I never liked talking or admitting my family had problems growing up. It was even more extreme for talking about my own problems. So I just tried to keep myself going. I just pictured myself as a knight in armor whose only job was to make sure those I loved survived.
I lucked out in finding my husband, he has helped me a lot even though he hadn’t heard most of the details of my childhood and teen years beyond some basic broad strokes. Without him I would have ended up in some very very bad places and I doubt sincerely I would be alive past the age of 25.
Within a few years of being married to my husband I thought most of the problems had gone away. I didn’t wake up with nightmares, I didn’t hear voices sometimes and I felt my life had a purpose.
What I hadn’t realized is that the mental health problems were still there, but had become so bad that I had become so depressed and disassociated that I was numb. I was like that for more than 20 years. I didn’t have the positive and negative emotional surges and it had just become a grey cloud I walked around in. I kept large insurance payout on myself and just sort of wished I would disappear. I think the one reason I am still around is because I was worried about taking care of my husband and my parents.
Coming out and transitioning has been a godsend. I have found a great therapist and the depression has lifted. The problem I have come to discover is the depression is what kept my moods at a fairly stable level. A depressed foggy level that I was so depressed and numb that everything was grey.
Now at the age of 48, for the first time in my life and the first time the husband has ever witnessed, I cry sometimes. Not to alarm you and let you think it is only bad emotions I have, I also have a lot of good reactions as well, the crying though didn’t even happen at the deaths of both of my parents. I had this feeling inside I couldn’t let that emotion out or show that kind of weakness at any time in my life.
All of my mental health issues are still here, but now I am not depressed on top of it and I can feel really good about myself and my life. Sometimes I look at a picture of myself and for the first time I think I look cute, or at the very least look closer to who I am supposed to be. I hated my image in every picture I have taken since I was 15 or older up until the last year or so. Even when I was skinny and not unattractive I hated them.

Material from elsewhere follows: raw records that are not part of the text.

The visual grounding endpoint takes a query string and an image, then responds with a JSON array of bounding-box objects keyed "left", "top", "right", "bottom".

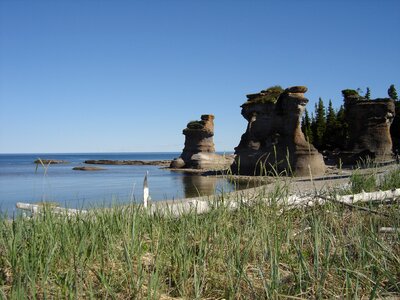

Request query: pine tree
[
  {"left": 310, "top": 112, "right": 316, "bottom": 143},
  {"left": 388, "top": 84, "right": 398, "bottom": 100},
  {"left": 365, "top": 87, "right": 371, "bottom": 100},
  {"left": 313, "top": 98, "right": 326, "bottom": 149},
  {"left": 335, "top": 105, "right": 348, "bottom": 149},
  {"left": 324, "top": 100, "right": 337, "bottom": 149},
  {"left": 301, "top": 109, "right": 313, "bottom": 143}
]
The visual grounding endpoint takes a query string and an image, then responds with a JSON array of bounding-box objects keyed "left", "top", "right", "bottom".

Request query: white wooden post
[{"left": 143, "top": 171, "right": 149, "bottom": 208}]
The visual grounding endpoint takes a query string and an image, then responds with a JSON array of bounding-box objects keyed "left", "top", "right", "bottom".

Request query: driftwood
[
  {"left": 16, "top": 202, "right": 87, "bottom": 216},
  {"left": 149, "top": 188, "right": 400, "bottom": 217},
  {"left": 284, "top": 189, "right": 400, "bottom": 207},
  {"left": 379, "top": 227, "right": 400, "bottom": 233}
]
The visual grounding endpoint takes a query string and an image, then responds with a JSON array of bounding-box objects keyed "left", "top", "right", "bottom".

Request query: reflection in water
[
  {"left": 180, "top": 174, "right": 262, "bottom": 198},
  {"left": 181, "top": 175, "right": 225, "bottom": 198}
]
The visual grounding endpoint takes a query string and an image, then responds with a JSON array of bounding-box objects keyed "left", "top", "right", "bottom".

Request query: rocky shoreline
[
  {"left": 73, "top": 166, "right": 106, "bottom": 171},
  {"left": 84, "top": 159, "right": 171, "bottom": 167},
  {"left": 34, "top": 159, "right": 68, "bottom": 164}
]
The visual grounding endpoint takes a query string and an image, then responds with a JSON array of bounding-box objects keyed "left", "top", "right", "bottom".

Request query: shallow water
[{"left": 0, "top": 152, "right": 240, "bottom": 216}]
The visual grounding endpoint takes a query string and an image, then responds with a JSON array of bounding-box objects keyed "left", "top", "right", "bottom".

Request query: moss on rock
[
  {"left": 242, "top": 85, "right": 284, "bottom": 106},
  {"left": 186, "top": 120, "right": 205, "bottom": 130}
]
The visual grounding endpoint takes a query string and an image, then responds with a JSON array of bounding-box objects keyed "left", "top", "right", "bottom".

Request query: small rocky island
[
  {"left": 170, "top": 114, "right": 234, "bottom": 170},
  {"left": 73, "top": 166, "right": 106, "bottom": 171},
  {"left": 34, "top": 159, "right": 68, "bottom": 164},
  {"left": 84, "top": 160, "right": 171, "bottom": 166},
  {"left": 231, "top": 86, "right": 326, "bottom": 176}
]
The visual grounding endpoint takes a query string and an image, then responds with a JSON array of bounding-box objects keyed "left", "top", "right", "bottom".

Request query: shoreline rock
[
  {"left": 84, "top": 160, "right": 171, "bottom": 166},
  {"left": 73, "top": 166, "right": 106, "bottom": 171},
  {"left": 170, "top": 114, "right": 234, "bottom": 169},
  {"left": 34, "top": 159, "right": 68, "bottom": 164}
]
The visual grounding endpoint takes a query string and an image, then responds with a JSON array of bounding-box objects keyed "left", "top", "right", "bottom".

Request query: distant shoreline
[{"left": 84, "top": 159, "right": 171, "bottom": 167}]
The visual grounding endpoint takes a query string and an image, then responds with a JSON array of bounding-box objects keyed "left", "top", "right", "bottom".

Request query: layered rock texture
[
  {"left": 342, "top": 91, "right": 395, "bottom": 163},
  {"left": 170, "top": 115, "right": 233, "bottom": 169},
  {"left": 232, "top": 86, "right": 326, "bottom": 176},
  {"left": 390, "top": 102, "right": 400, "bottom": 152}
]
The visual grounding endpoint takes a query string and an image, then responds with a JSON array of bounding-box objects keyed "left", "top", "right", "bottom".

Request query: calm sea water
[{"left": 0, "top": 152, "right": 238, "bottom": 216}]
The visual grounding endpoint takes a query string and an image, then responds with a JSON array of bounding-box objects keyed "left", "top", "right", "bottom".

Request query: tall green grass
[
  {"left": 348, "top": 167, "right": 400, "bottom": 194},
  {"left": 1, "top": 170, "right": 400, "bottom": 298}
]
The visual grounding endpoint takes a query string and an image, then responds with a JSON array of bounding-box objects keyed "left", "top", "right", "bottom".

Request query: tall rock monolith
[
  {"left": 170, "top": 115, "right": 233, "bottom": 169},
  {"left": 232, "top": 86, "right": 326, "bottom": 176},
  {"left": 341, "top": 90, "right": 395, "bottom": 163}
]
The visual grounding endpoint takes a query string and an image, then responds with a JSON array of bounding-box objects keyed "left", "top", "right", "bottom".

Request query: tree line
[{"left": 301, "top": 84, "right": 398, "bottom": 152}]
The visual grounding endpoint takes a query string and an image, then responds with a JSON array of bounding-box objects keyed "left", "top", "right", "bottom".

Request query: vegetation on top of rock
[
  {"left": 200, "top": 114, "right": 214, "bottom": 121},
  {"left": 285, "top": 86, "right": 308, "bottom": 93},
  {"left": 186, "top": 120, "right": 205, "bottom": 130},
  {"left": 342, "top": 89, "right": 359, "bottom": 98},
  {"left": 242, "top": 85, "right": 284, "bottom": 106}
]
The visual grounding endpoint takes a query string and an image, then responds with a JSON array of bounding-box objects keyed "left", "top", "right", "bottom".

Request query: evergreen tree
[
  {"left": 365, "top": 87, "right": 371, "bottom": 100},
  {"left": 301, "top": 109, "right": 313, "bottom": 143},
  {"left": 335, "top": 105, "right": 348, "bottom": 149},
  {"left": 388, "top": 84, "right": 398, "bottom": 100},
  {"left": 324, "top": 100, "right": 337, "bottom": 149},
  {"left": 310, "top": 112, "right": 316, "bottom": 143},
  {"left": 313, "top": 98, "right": 326, "bottom": 149}
]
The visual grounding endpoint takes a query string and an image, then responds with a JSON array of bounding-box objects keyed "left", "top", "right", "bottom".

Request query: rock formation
[
  {"left": 170, "top": 115, "right": 233, "bottom": 169},
  {"left": 231, "top": 86, "right": 326, "bottom": 176},
  {"left": 34, "top": 159, "right": 68, "bottom": 164},
  {"left": 84, "top": 160, "right": 171, "bottom": 166},
  {"left": 341, "top": 90, "right": 395, "bottom": 163},
  {"left": 390, "top": 103, "right": 400, "bottom": 153},
  {"left": 72, "top": 166, "right": 106, "bottom": 171}
]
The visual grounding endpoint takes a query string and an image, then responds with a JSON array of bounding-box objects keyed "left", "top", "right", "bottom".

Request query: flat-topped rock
[
  {"left": 243, "top": 86, "right": 284, "bottom": 106},
  {"left": 285, "top": 86, "right": 308, "bottom": 93},
  {"left": 34, "top": 159, "right": 68, "bottom": 164},
  {"left": 84, "top": 160, "right": 171, "bottom": 166},
  {"left": 73, "top": 166, "right": 106, "bottom": 171}
]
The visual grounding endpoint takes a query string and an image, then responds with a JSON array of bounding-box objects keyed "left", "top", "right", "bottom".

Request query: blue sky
[{"left": 0, "top": 0, "right": 399, "bottom": 153}]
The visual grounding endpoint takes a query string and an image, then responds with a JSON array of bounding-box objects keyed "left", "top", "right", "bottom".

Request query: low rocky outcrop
[
  {"left": 341, "top": 91, "right": 395, "bottom": 163},
  {"left": 84, "top": 160, "right": 171, "bottom": 166},
  {"left": 73, "top": 166, "right": 106, "bottom": 171},
  {"left": 34, "top": 159, "right": 68, "bottom": 164},
  {"left": 231, "top": 86, "right": 326, "bottom": 176},
  {"left": 170, "top": 115, "right": 233, "bottom": 169}
]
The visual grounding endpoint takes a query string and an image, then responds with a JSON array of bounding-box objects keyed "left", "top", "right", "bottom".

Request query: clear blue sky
[{"left": 1, "top": 0, "right": 399, "bottom": 153}]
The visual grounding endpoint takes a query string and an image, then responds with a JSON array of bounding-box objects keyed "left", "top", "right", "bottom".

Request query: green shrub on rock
[
  {"left": 342, "top": 89, "right": 359, "bottom": 98},
  {"left": 242, "top": 85, "right": 284, "bottom": 106},
  {"left": 186, "top": 120, "right": 205, "bottom": 130}
]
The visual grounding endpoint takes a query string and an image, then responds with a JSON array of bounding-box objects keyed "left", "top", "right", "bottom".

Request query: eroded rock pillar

I am fortunate that both my husband (who was a mental health nurse for over a decade) and my therapist, warned me that the depression lifting didn’t mean that my other issues faded away. It prepared me for the rollercoaster I am on now. Sometimes incredibly happy, sometimes incredibly dark in my head. I can show emotion now though, or at least real emotion, and that makes me feel more like a human and less like a robot or an empty suit of armor meant to protect someone else.
It is a new world for me to explore, the ups and downs. I still sometimes get ideas of suicide or self-hatred. I also get times now that I am so incredibly happy with my life in general and my husband and my new self specifically that I feel like my heart is going to burst. On top of this my HRT isn’t settled yet so I am like a hormonal teenage girl and that is sometimes obvious to my husband.
Even with the rollercoaster up and downs of emotions, I am having right now, I wouldn’t trade it. I like the way I look, I love my husband and I like my life. The lifting of the grey clouds of depression might reveal the negative, but it also gave me a life back inside and made me for the first time in my life since I was a child to live and find a way to be happy.